Former New York gubernatorial candidate Lew Lehrman has written a book about Abraham Lincoln entitled, "Lincoln at Peoria: The Turning Point" about his 1854 speeches on anti-slavery that redefined Lincoln's political direction.
"Less well-known are the two extraordinary speeches given at Springfield and Peoria two weeks apart in 1854. They marked Mr. Lincoln’s reentry into the politics of Illinois and, as he could not know, his preparation for the Presidency in 1861."
"The importance Lehrman finds in the Peoria speech cannot be exaggerated.... Lehrman not only elaborates, carefully and precisely, its political and philosophical doctrines, but he traces their presence through the other speeches, as well as into the presidency. It is a book on the whole of Lincoln..."
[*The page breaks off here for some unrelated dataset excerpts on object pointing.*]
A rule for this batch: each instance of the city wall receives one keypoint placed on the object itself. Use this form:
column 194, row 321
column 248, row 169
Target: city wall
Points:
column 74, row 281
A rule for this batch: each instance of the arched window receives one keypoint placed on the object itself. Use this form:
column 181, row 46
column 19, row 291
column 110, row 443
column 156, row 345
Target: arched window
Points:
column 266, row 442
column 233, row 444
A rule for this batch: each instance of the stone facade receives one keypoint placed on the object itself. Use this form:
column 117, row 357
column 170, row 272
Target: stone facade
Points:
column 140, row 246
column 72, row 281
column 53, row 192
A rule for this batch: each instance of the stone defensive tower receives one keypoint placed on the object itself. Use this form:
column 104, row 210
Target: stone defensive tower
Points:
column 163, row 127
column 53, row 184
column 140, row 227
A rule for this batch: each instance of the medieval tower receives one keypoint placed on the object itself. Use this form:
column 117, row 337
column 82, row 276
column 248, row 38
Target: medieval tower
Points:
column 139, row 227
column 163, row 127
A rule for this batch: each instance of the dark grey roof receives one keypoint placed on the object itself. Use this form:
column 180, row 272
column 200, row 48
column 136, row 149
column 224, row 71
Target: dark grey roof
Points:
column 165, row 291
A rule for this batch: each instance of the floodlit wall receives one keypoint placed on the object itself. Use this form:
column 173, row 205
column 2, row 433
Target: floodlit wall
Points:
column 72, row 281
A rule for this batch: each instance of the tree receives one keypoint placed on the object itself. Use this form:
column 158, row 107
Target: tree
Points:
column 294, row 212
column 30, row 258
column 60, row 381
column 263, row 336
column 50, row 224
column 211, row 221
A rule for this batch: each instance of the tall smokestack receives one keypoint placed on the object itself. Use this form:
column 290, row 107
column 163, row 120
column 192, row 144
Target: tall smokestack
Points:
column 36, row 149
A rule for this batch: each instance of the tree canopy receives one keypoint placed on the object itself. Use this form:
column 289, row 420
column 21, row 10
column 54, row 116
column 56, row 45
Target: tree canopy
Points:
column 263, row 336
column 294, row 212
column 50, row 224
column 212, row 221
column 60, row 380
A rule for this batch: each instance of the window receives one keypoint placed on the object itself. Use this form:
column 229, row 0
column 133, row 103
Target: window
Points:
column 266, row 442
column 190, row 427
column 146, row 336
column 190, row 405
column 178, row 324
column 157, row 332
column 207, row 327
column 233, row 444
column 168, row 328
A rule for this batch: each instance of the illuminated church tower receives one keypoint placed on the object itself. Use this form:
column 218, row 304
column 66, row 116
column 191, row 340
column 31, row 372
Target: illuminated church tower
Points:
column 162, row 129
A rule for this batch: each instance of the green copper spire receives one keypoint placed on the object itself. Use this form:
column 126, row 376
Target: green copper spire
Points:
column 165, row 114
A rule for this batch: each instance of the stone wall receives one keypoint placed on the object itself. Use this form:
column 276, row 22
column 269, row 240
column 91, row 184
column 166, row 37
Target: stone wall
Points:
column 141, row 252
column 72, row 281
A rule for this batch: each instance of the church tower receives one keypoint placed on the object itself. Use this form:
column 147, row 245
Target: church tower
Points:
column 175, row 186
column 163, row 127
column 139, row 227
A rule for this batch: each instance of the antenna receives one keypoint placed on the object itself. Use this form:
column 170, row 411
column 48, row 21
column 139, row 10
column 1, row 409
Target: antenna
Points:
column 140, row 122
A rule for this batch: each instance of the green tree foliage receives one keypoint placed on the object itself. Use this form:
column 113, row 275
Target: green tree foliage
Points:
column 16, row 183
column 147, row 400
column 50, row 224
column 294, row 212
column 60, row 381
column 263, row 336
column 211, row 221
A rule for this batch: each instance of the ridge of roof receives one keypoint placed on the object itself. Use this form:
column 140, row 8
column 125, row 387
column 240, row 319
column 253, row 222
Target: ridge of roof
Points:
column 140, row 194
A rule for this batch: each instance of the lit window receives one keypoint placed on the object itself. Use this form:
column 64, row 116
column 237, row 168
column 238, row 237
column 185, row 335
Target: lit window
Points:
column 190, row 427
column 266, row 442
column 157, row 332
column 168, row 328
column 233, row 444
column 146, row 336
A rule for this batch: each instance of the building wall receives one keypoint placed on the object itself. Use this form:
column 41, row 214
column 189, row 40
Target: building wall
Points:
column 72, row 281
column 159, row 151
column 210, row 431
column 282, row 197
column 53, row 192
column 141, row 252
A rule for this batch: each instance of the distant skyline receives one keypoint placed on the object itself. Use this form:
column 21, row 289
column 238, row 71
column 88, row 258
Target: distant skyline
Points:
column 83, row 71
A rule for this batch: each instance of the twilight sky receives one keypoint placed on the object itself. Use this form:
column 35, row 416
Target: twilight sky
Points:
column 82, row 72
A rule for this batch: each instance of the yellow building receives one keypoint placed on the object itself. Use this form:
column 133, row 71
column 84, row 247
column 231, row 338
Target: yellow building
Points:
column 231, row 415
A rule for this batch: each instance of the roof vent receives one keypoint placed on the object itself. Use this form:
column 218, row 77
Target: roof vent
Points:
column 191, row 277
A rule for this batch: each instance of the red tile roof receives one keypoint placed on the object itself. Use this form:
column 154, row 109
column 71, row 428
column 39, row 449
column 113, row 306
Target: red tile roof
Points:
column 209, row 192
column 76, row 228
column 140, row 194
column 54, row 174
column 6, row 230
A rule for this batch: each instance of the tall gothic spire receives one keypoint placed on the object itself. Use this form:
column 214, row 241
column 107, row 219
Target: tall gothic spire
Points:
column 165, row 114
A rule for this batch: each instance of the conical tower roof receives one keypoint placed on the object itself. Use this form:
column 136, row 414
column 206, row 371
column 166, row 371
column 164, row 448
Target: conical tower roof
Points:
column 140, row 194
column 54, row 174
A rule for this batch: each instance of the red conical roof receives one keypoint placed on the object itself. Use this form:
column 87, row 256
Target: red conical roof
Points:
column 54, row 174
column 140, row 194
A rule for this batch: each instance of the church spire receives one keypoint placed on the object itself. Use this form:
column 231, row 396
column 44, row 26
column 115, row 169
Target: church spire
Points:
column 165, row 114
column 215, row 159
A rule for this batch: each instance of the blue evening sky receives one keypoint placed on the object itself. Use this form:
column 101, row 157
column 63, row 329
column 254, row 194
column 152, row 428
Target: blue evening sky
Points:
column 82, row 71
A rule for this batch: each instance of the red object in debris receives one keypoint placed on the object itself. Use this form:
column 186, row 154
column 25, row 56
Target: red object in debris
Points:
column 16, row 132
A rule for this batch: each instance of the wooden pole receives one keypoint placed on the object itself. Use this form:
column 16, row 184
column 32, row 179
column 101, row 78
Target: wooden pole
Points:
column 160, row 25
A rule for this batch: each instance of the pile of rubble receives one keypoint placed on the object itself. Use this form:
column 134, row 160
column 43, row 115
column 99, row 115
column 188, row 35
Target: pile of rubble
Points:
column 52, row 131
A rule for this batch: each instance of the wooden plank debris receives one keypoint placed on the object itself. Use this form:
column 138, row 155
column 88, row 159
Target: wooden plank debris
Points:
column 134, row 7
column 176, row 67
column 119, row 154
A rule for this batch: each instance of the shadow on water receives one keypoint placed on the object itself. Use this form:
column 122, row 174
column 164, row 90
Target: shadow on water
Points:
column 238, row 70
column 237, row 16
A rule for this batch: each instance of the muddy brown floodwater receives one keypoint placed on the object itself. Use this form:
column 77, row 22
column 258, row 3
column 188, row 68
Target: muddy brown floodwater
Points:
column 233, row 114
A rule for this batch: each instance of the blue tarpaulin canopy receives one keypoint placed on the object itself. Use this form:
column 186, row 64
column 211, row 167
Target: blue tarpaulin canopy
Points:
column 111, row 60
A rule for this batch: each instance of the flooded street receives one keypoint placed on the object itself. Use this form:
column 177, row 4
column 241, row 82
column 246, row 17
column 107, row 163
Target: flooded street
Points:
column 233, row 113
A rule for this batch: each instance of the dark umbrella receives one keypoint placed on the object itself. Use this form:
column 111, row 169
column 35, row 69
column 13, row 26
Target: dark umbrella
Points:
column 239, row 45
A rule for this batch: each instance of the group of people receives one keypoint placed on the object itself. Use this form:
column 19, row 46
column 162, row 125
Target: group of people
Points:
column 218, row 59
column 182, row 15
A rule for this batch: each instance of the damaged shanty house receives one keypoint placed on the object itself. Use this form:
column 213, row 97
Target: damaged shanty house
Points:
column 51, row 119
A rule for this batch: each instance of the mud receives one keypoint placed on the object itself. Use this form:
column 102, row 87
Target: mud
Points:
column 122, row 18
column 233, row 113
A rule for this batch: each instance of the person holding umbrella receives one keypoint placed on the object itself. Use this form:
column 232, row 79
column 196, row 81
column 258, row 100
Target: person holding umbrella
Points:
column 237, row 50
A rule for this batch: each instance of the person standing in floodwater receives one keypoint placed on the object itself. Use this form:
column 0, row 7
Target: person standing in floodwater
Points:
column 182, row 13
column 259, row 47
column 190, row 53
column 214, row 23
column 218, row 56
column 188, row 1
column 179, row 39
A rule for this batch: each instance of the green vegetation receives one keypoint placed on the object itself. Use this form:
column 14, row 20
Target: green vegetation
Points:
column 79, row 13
Lehrman was a successful businessman and fiscal conservative whose own quixotic journey/campaign against Mario Cuomo in 1982 helped shaped our state's political climate during the Reagan years. Being a fiscal conservative in New York during the Reagan administration was a foreign language to many voters in 1982 -- but Lehrman nearly won. More notable, Ronald Reagan's "Morning In America" re-election campaign two years later was victorious across the state -- the last Republican Presidential candidate to win New York State.
Could the same point of departure for today's candidates on controversial social issues be compared to Lincoln's leadership against the issue of slavery? Perhaps that is a stretch, especially since few Democrats or Republicans seem willing to articulate their true feelings on any social conservative issue without posturing to a lobby or a poll.
As for the author's own experience, Lehrman would never resurface as a statewide candidate but it would take Republicans twelve years to come even close to what Lehrman did in 1982.
The History Channel had more on Lincoln at Peoria.
The book came out of the The Gilder Lehrman Institute of American History, also supported greatly by financier Richard Gilder.